摘要： 目的以影像引导放射治疗(image guided-radiotherapy, IGRT)为基础探讨儿童生殖细胞瘤全脑自适应放射治疗(以下简称放疗）(adaptive radio therapy，ART）可行性，为临床全脑ART提供依据。方法回顾性研究首都医科大学附属北京天坛医院放射治疗科20例中枢神经系统生殖细胞肿瘤(germ cell tumors, GCTs)行全脑预防性照射的放疗患者。每例患者治疗前三次及后每周行一次锥形束电子计算机断层扫描(cone beam computed tomography,CBCT)，共7次。记录整个治疗过程中左右(lateral, LAT)、进出(longitudinal, LNG)、升降(vertical, VRT)方向上的摆位误差值。原计划命名为Plan_A，将因摆位误差值产生新的治疗中心点(treatment center point,ISO)回归治疗计划系统，不改变射野权重、射野分布情况下进行体积剂量计算，用Plan Sum功能相加摆位累积误差产生新计划得到Plan_B。将摆位累积误差产生的新计划用Acuros XB算法重新快速优化后用Plan Sum功能相加得到Plan_C。对比Plan_A、Plan_B、Plan_C的靶区及危及器官(organ at risk, OAR)剂量变化并用Wilcoxon配对符号秩检验证统计学差异。结果与Plan_A相比，Plan_B 均匀性指均匀性指数（homogeneity index, HI）95计划靶区（planning target volume， PTV）、 HI98 PTV为1.058 4~1.084 7。适形度指数(conformity index, CI）PTV为0.934 4。临床靶区（clinical target volume, CTV）D_min相对偏差为－7.22%，P值为0.000 7。OAR相对偏差为－0.1%~9.8%。与Plan_ A相比，Plan_ C的HI95 PTV、 HI98 PTV为1.056 9~1.078 8。CI PTV为0.936 5。CTV D_min相对偏差为－1.69%，P值为0.545 9。OAR相对偏差为－0.15%~3.40%。结论儿童生殖细胞瘤全脑放疗摆位累计误差对靶区及危及器官剂量差异有统计学意义，摆位累计误差导致靶区均匀性及适形度变差，CTV的D_min 变化超过5%，OAR受量增高。ART再计划可以让靶区均匀性和适形度及危及器官受量接近原计划。同时Plan_B虽然存在相对偏差，但是危及器官的绝对剂量在合理范围内。
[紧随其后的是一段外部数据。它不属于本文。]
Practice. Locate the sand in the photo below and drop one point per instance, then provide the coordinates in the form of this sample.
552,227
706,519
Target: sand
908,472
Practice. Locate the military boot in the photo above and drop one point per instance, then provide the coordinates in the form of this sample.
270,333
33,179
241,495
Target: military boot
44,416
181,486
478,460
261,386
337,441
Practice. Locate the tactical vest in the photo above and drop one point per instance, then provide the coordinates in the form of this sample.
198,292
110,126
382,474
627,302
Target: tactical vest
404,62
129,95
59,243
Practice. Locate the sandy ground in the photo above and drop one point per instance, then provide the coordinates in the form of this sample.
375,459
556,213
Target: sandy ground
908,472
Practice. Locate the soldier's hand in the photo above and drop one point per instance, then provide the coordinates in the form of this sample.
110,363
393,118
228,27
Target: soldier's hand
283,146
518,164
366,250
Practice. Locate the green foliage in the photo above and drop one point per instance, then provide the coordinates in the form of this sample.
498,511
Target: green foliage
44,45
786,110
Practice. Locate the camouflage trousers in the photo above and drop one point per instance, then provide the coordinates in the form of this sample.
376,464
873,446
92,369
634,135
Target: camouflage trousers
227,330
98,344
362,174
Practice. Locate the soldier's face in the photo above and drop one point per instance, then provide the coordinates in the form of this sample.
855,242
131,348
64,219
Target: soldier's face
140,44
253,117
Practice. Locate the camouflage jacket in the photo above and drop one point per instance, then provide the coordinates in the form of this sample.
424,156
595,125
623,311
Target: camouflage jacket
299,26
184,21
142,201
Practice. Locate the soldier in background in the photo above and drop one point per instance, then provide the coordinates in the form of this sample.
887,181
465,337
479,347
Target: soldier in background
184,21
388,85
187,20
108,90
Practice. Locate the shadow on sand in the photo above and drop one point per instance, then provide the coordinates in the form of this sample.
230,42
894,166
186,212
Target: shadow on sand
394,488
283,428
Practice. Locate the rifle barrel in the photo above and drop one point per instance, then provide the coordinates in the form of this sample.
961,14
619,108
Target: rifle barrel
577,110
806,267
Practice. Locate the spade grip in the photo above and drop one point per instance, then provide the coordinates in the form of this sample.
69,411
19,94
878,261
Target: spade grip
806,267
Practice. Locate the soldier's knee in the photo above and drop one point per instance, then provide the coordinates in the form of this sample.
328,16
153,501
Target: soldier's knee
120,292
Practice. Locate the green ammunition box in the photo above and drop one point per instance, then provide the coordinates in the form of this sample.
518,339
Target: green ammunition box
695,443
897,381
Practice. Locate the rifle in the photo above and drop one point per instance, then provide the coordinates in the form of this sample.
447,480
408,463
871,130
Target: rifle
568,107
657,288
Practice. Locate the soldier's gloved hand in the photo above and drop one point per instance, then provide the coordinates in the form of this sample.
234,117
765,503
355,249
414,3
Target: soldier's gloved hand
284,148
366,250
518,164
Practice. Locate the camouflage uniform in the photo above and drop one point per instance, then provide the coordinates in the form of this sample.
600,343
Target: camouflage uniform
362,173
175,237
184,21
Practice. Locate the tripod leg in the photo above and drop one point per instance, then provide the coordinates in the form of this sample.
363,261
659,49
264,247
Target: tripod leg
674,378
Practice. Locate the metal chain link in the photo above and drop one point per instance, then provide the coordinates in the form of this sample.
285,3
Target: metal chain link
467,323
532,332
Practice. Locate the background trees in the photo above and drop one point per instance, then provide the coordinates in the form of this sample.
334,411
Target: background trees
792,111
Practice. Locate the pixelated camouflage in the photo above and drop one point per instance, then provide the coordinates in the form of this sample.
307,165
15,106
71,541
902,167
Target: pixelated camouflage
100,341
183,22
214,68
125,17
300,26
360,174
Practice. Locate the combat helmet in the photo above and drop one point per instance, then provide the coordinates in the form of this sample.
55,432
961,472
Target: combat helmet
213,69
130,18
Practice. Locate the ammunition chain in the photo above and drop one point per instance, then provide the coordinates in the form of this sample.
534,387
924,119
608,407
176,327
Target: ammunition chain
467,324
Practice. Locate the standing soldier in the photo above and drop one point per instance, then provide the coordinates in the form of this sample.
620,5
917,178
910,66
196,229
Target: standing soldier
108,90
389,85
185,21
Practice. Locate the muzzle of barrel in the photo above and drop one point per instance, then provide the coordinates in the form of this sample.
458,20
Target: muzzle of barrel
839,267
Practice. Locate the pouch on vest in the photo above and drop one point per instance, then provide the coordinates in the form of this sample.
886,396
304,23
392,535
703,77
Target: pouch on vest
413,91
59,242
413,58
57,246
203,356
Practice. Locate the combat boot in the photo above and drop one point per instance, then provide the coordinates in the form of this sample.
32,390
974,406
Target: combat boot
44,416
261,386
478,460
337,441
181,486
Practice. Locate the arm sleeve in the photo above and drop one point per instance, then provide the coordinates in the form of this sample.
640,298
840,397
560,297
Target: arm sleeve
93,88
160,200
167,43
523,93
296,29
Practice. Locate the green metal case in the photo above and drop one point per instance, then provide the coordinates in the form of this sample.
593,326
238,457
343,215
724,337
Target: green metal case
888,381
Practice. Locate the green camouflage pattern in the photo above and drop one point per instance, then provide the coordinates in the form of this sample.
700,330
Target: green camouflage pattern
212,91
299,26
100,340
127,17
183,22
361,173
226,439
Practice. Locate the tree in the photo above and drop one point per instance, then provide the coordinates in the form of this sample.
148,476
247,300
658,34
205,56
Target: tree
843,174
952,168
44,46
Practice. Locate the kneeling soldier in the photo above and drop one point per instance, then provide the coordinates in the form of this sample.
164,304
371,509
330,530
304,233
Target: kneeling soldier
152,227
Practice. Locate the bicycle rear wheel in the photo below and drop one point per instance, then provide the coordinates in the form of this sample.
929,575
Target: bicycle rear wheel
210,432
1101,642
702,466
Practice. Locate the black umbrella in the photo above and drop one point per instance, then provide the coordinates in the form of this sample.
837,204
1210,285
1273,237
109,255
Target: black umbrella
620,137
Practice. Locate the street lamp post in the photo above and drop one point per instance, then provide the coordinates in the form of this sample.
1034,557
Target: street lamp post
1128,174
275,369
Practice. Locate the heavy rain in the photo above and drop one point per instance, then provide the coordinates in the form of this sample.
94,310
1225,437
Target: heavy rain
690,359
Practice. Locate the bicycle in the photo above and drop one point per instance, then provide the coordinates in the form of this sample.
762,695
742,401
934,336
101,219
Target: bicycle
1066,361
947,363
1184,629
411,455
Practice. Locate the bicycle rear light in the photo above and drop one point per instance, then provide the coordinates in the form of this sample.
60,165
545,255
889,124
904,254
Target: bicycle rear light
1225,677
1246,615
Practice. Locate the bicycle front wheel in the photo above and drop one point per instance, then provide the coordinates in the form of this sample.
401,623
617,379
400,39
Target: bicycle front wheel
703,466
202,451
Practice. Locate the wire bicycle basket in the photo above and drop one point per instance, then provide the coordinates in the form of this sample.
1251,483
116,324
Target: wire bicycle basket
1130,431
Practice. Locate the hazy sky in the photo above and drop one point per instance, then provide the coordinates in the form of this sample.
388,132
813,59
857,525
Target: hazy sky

关键词: 儿童生殖细胞瘤, 全脑放射治疗, 摆位累积误差, 自适应放射治疗, 剂量偏差

Abstract: Objective To investigate the feasibility of adaptive radio therapy (ART) based on image guided-radiotherapy (IGRT) for pediatric germ cell tumors and to provide a basis for clinical whole-brain ART. Methods A retrospective study was performed for 20 patients with germ cell tumors (GCTs) of the central nervous system who underwent whole brain prophylactic radiotherapy. Each patient underwent cone beam computed tomography (CBCT) once a week for the first three and subsequent treatments for a total of 7 sessions. Record the positioning error values in the lateral (LAT), longitudinal (LNG), and vertical (VRT) directions during the entire treatment process. The original plan was named Plan_A, and a new treatment center point (ISO) regression treatment plan system was generated due to the positioning error value, and the volume dose was calculated without changing the field weight and field distribution, and the Plan Sum function was used to add the cumulative positioning error to generate a new plan to obtain Plan_B. The new plan generated by the cumulative positioning error is quickly optimized by the Acuros XB algorithm and added to the Plan Sum function to obtain Plan_C. The target and organ at risk (OAR) dose changes of Plan_A, Plan_B and Plan_C were compared, and the statistical differences were verified by Wilcoxon's paired rank test. Results Compared with Plan_A, Plan_B homogeneity index (HI) 95 planning target volume(PTV) and HI98 PTV were 1.058 4－1.084 7. Conformity index (CI) PTV was 0.934 4. CTV D_min relative deviation was -7.22%, P=0.000 7. OAR relative deviation was －0.1%－9.8%. Compared with Plan_ A, HI95 PTV and HI98 PTV of Plan_ C were 1.056 9－1.078 8. CI PTV was 0.936 5. CTV D_min relative deviation was -1.69%, P=0.545 9. OAR relative deviation was －0.15%－3.40%. Conclusion There were statistical differences in the cumulative positioning error of whole brain radiotherapy for childhood germ cell tumor on the dose of target area and endangered organs, and the cumulative positioning error led to the deterioration of target uniformity and conformity, the Dmin change of CTV exceeded 5%, and the OAR reception increased. ART rescheduling can bring target uniformity and conformity and the amount of hazardous organs closer to the original plan. At the same time Plan_B although there is a relative deviation, the absolute dose of the endangering organ is within a reasonable range.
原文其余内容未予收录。